Hard to find books on Agda. I get nothing.

However I do see some books on Coq, which Agda is inspired by. Let’s not get distracted by those at the moment.

Other Resources

  • Dependently Typed Programming in Agda (2008)
    • Appears to be the original paper that introduced the Agda programming language. Or at the very least a fairly complete description of the language along with tutorial-style content.

  • The Power of Pi (2008)
    • Despite the indescriptive name, promises to show a number of design patterns and techniques that apply to dependently types languages, particularly Agda.
    • “Dependent types matter. And not just for program verification and proof assistants: dependent types matter to programmers.”
    • “This paper demonstrates how to program with dependent types. In particular, we present three case studies. Each case study describes a domain-specific language that is difficult to embed in conventional functional languages such as Haskell.”
    • “design patterns of dependently-typed programming”
    • “domain-specific embedded type systems”

  • Brutal (Meta)Introduction to Dependent Types in Agda
    • Aims to describe at a high-level how dependently typed languages work at the level of theory, without going into too many details. Uses Agda as a concrete language to work with.

  • Learn You an Agda
    • Already read this. Good high level introduction to the promise (or taste) of what’s possible in dependently typed languages.
    • Difficult to browse, since the rendered HTML of these markdown pages fell off the internet a while ago.

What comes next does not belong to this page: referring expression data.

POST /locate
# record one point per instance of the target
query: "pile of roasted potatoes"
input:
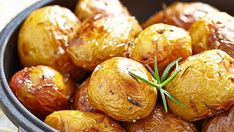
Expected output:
(76, 75)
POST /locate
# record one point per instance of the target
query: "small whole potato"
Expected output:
(205, 85)
(81, 100)
(160, 121)
(165, 42)
(103, 37)
(223, 122)
(215, 31)
(44, 36)
(181, 14)
(77, 121)
(41, 89)
(119, 95)
(88, 8)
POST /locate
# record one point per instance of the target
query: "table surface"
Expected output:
(8, 10)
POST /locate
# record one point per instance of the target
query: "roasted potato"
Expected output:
(221, 123)
(165, 42)
(88, 8)
(116, 93)
(77, 121)
(81, 100)
(160, 121)
(101, 38)
(44, 36)
(205, 85)
(215, 31)
(181, 14)
(42, 89)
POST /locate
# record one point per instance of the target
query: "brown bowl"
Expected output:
(9, 61)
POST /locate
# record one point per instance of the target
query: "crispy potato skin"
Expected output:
(165, 42)
(115, 92)
(42, 89)
(103, 37)
(44, 36)
(81, 101)
(160, 121)
(77, 121)
(181, 14)
(215, 31)
(205, 85)
(88, 8)
(221, 123)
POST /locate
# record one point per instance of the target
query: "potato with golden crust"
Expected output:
(165, 42)
(44, 36)
(81, 100)
(101, 38)
(88, 8)
(41, 89)
(223, 122)
(181, 14)
(215, 31)
(160, 121)
(77, 121)
(119, 95)
(205, 85)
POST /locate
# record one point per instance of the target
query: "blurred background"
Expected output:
(8, 10)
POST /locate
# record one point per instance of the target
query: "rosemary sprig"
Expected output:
(163, 81)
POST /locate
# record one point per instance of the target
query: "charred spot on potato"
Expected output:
(160, 31)
(134, 102)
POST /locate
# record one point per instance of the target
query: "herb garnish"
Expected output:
(159, 83)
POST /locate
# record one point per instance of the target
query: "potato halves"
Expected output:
(77, 121)
(181, 14)
(160, 121)
(223, 122)
(44, 36)
(42, 89)
(215, 31)
(163, 41)
(115, 92)
(103, 37)
(205, 85)
(89, 8)
(81, 100)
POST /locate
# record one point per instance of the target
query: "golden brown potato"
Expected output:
(81, 101)
(42, 89)
(115, 92)
(165, 42)
(44, 36)
(221, 123)
(205, 85)
(101, 38)
(215, 31)
(77, 121)
(160, 121)
(181, 14)
(88, 8)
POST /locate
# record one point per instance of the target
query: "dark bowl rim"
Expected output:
(10, 105)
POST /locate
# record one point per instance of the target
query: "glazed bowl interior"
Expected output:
(10, 63)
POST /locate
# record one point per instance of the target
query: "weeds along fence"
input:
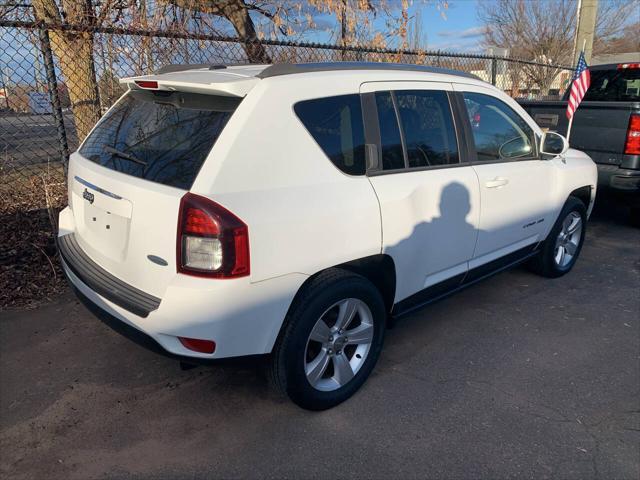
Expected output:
(56, 80)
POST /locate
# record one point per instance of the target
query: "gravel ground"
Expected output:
(517, 376)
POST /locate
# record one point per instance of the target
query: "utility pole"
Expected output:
(585, 29)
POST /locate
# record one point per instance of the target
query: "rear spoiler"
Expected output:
(196, 81)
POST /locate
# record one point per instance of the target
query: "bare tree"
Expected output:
(75, 53)
(238, 12)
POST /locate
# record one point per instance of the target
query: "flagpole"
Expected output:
(584, 44)
(569, 128)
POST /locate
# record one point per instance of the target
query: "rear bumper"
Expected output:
(122, 294)
(619, 179)
(139, 337)
(241, 317)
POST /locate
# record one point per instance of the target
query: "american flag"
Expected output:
(581, 81)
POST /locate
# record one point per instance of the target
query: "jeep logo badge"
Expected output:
(88, 196)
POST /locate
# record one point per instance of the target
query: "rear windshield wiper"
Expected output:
(125, 155)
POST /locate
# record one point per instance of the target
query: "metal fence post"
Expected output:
(494, 70)
(54, 96)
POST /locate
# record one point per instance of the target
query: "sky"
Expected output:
(457, 30)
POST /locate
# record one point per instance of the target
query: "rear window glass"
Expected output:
(336, 125)
(614, 85)
(163, 137)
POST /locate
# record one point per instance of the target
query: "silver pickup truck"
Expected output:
(606, 126)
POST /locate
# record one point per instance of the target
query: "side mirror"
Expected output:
(553, 143)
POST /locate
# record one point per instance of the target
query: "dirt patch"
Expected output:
(30, 272)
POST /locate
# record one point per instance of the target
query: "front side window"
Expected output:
(335, 123)
(498, 131)
(163, 137)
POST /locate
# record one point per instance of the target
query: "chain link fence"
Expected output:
(57, 80)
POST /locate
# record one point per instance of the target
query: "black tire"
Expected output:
(545, 263)
(287, 367)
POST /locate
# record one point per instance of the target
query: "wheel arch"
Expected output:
(583, 194)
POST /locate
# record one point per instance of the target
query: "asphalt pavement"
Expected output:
(516, 377)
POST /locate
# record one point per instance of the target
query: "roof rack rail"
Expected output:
(291, 68)
(183, 67)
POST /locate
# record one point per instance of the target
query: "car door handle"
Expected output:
(496, 182)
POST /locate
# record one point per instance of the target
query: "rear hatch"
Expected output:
(127, 179)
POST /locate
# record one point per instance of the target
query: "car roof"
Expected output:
(238, 80)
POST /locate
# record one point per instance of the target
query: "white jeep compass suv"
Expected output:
(291, 210)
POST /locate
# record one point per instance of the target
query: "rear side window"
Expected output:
(390, 139)
(427, 124)
(162, 137)
(498, 131)
(335, 123)
(621, 85)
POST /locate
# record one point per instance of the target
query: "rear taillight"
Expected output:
(632, 145)
(212, 242)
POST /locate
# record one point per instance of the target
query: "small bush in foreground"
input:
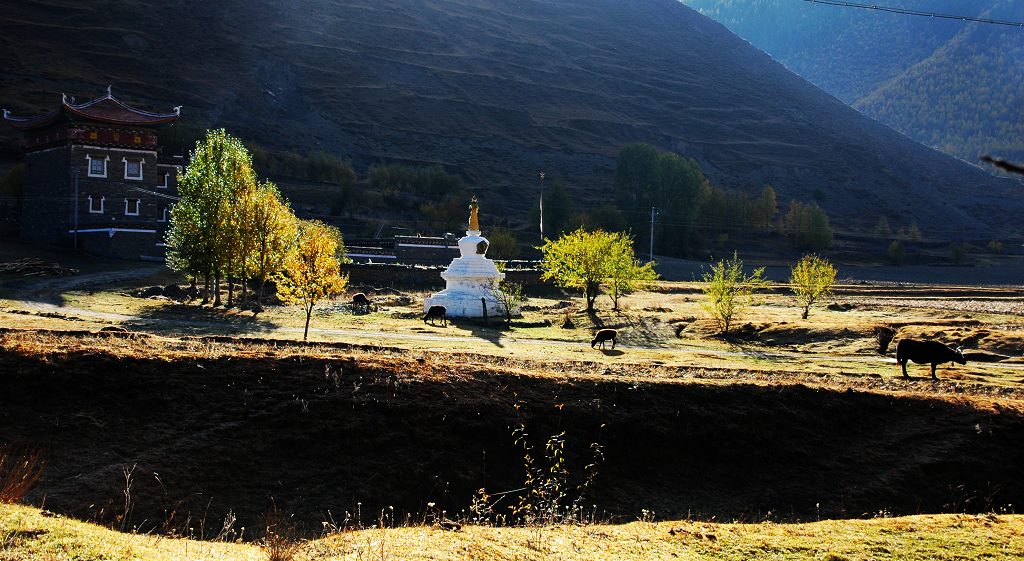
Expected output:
(20, 468)
(883, 336)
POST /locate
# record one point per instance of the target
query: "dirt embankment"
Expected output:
(212, 429)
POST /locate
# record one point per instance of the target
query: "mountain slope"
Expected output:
(497, 90)
(953, 85)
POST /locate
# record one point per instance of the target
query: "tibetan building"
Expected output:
(94, 178)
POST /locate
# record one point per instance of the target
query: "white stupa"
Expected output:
(470, 277)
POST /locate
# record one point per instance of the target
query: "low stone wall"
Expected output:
(419, 276)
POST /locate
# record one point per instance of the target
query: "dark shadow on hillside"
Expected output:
(196, 319)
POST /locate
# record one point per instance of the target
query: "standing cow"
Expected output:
(927, 352)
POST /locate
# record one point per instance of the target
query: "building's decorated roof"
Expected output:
(102, 110)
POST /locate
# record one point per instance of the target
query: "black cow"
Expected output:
(436, 312)
(604, 335)
(925, 352)
(359, 300)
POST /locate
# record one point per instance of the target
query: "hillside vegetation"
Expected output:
(496, 91)
(948, 84)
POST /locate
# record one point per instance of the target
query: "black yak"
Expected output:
(359, 300)
(927, 352)
(436, 312)
(604, 335)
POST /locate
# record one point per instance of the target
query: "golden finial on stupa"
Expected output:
(474, 219)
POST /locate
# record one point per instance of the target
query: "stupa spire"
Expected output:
(474, 218)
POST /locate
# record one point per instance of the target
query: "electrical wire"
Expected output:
(906, 11)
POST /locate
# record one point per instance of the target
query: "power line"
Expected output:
(906, 11)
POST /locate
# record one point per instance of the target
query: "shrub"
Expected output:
(807, 226)
(728, 290)
(897, 253)
(883, 229)
(957, 254)
(883, 336)
(20, 468)
(503, 244)
(812, 278)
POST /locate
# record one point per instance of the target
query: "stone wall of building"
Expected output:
(46, 199)
(420, 276)
(122, 245)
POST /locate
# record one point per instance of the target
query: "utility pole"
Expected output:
(653, 214)
(74, 206)
(542, 207)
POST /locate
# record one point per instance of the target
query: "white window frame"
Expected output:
(138, 207)
(89, 160)
(91, 207)
(141, 174)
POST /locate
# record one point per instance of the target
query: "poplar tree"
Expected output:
(579, 260)
(218, 167)
(812, 278)
(626, 273)
(273, 232)
(312, 270)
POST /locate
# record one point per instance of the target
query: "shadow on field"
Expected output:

  1. I first recognized that you could write this kind of provably correct sorting function when I read these slides at swan.ac.uk. You end up having a sorting function with a signature like sort : (inList : List a) -> (outList : List a, IsSorted outList, EqElements inList outList).

    The IsSorted outList type represents proofs that outList is sorted. Thus the existence of a member of the IsSorted outList type proves that outList is sorted. Similarly the EqElements inList outList is a proof type where inList and outList are proven to have equal elements.

    See also the dedicated article at mazzo.li

  2. None of the people who currently release Agda are running Windows according to the latest Agda Implementors' Meeting.